The Transformational Task Force has created an Action Plan to improve the police force's operational structure by optimizing the use of technology to enhance capacity and capability in the force. Officers will be provided with mobile computer workstations, GPS systems, and smartphone mobile devices that will ensure they are fully connected to the communities they're working in. This update lends itself particularly well to the NPP, which will assign specialized officers to individual neighbourhoods so they can familiarize themselves with the unique needs of a community.

Mobile computer workstations will allow officers to remain active in the community while completing routine duties like paperwork and reports, rather than requiring them to commute back and forth from the Police Station. This initiative will improve response times and ensure that more officers are present in our neighbourhoods.

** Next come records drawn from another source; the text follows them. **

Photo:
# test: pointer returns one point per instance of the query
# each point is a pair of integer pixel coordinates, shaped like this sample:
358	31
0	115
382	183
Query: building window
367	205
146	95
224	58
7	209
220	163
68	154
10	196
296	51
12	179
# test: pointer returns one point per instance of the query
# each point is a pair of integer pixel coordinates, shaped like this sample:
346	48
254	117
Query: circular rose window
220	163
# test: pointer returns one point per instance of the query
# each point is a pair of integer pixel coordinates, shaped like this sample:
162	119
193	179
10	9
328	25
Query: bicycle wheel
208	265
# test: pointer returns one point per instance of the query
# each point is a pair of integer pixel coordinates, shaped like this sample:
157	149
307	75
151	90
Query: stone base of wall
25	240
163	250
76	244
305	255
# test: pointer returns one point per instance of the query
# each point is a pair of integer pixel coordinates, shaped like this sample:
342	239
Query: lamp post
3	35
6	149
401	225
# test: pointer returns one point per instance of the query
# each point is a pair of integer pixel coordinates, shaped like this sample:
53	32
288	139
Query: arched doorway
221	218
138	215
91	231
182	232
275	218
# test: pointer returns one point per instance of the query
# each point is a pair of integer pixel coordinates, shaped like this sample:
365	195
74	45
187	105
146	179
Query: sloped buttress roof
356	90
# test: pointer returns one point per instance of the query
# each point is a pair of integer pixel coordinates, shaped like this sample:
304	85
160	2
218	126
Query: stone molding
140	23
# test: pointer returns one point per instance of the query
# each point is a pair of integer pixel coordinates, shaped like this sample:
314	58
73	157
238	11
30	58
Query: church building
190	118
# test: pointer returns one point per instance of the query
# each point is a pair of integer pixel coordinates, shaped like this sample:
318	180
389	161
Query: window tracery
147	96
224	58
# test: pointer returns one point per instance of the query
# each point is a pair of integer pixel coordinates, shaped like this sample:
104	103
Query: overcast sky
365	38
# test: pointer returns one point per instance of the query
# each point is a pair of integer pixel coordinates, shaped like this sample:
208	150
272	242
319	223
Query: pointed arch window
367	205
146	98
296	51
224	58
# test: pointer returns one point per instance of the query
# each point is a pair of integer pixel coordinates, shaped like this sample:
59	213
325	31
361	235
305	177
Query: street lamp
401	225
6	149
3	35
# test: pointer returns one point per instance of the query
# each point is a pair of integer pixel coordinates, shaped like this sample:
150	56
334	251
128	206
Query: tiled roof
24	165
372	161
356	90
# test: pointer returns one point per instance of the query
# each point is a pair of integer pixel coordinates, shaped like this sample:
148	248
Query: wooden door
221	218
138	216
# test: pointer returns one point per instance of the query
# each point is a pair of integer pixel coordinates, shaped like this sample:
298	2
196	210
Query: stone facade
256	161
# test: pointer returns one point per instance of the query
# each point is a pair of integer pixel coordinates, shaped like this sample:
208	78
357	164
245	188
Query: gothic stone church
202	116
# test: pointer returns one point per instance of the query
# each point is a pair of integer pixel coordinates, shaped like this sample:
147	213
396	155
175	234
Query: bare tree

Finally, smartphone mobile technologies will eliminate the use of radios and paper note-taking, which are still widely used throughout the force. Officers will use mobile devices to return phone calls, send emails, and record information without returning to the station. Smartphones may also be used to take official photographs that can be used during investigations.

For more information and to read the full Action Plan, please visit the TPS website here.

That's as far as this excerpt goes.